Die Geister schweigen: Roman (German Edition)
Neuigkeiten!
1. Morgen kommen Fiorella und Silvana an. 2. Das MNAC hält eine Pressekonferenz ab, auf der das Vermächtnis vorgestellt wird.
Wie nicht anders zu erwarten, sind alle von der Qualität der Bilder beeindruckt und von der offensichtlichen Bedeutung innerhalb Großvaters Gesamtwerkes. Die Direktorin hat einen sehr positiven Bericht über die Qualität der Gemälde verfasst und ihren Erwerb durch das Kuratorium befürwortet, wofür die im Testament gestellten Bedingungen erfüllt werden müssen. Ansonsten war alles andere Sache der Anwälte und der Generalitat, die auf einmal ihre alte Entscheidung umgestoßen und beschlossen hat, in dem Stadtpalais der Familie eine Dependance des MNAC einzurichten. Also hat Eulalia Montull mit einem Federstrich erreicht, wofür der gute alte Arcadio und ich selbst unser Leben lang gekämpft haben.
Ich hoffe, ich habe diesmal genügend Zeit, um mit Fiorella über ihre großzügige Mutter zu sprechen. Es gibt viele Dinge bei der Sache, die einfach nicht zusammenpassen. Und meine Kenntnisse der Familiengeschichte sind so spärlich, dass ich kaum etwas dazu beitragen kann, um das Rätsel zu lösen.
Gestern habe ich auch Sargento Paredes wiedergesehen.
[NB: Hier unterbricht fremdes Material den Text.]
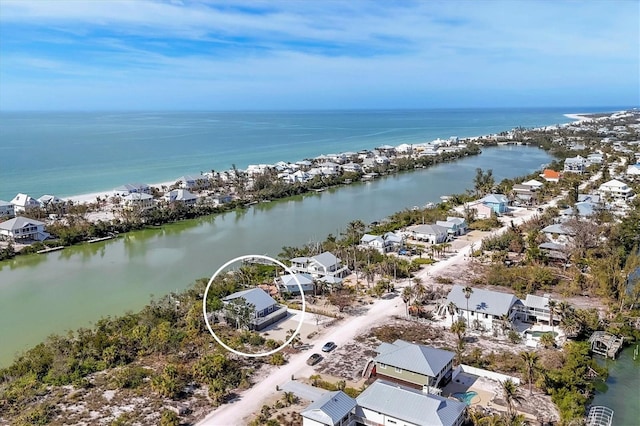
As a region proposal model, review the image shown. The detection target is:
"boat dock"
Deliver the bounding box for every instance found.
[589,331,624,359]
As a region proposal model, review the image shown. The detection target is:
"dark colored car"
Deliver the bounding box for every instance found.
[307,354,322,365]
[322,342,337,352]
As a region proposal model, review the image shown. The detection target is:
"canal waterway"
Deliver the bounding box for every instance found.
[0,146,551,366]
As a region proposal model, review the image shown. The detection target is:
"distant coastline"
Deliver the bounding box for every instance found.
[0,108,632,201]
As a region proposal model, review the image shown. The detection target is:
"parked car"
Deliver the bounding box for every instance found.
[307,354,322,365]
[322,342,338,352]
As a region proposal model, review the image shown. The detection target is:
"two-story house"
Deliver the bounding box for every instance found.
[0,216,49,242]
[371,339,455,389]
[446,284,522,330]
[222,288,287,331]
[290,251,349,278]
Er hat mich angerufen, um mir zu berichten, dass Teresas Sachen sich noch im Labor befinden und dass ich mich darum kümmern sollte. Ich habe mich mit ihm im Café Zurich verabredet. Dort hat er mir dann eine Plastiktüte mit einem Paar zerschlissener Pantoffeln, zwei Stofffetzen mit Haken und Ösen, eine mit dem Namen Dickens gravierte Plakette sowie die Halskette mit dem Goldring übergeben. Er hat mir berichtet, dass sie die Katze entsorgt haben.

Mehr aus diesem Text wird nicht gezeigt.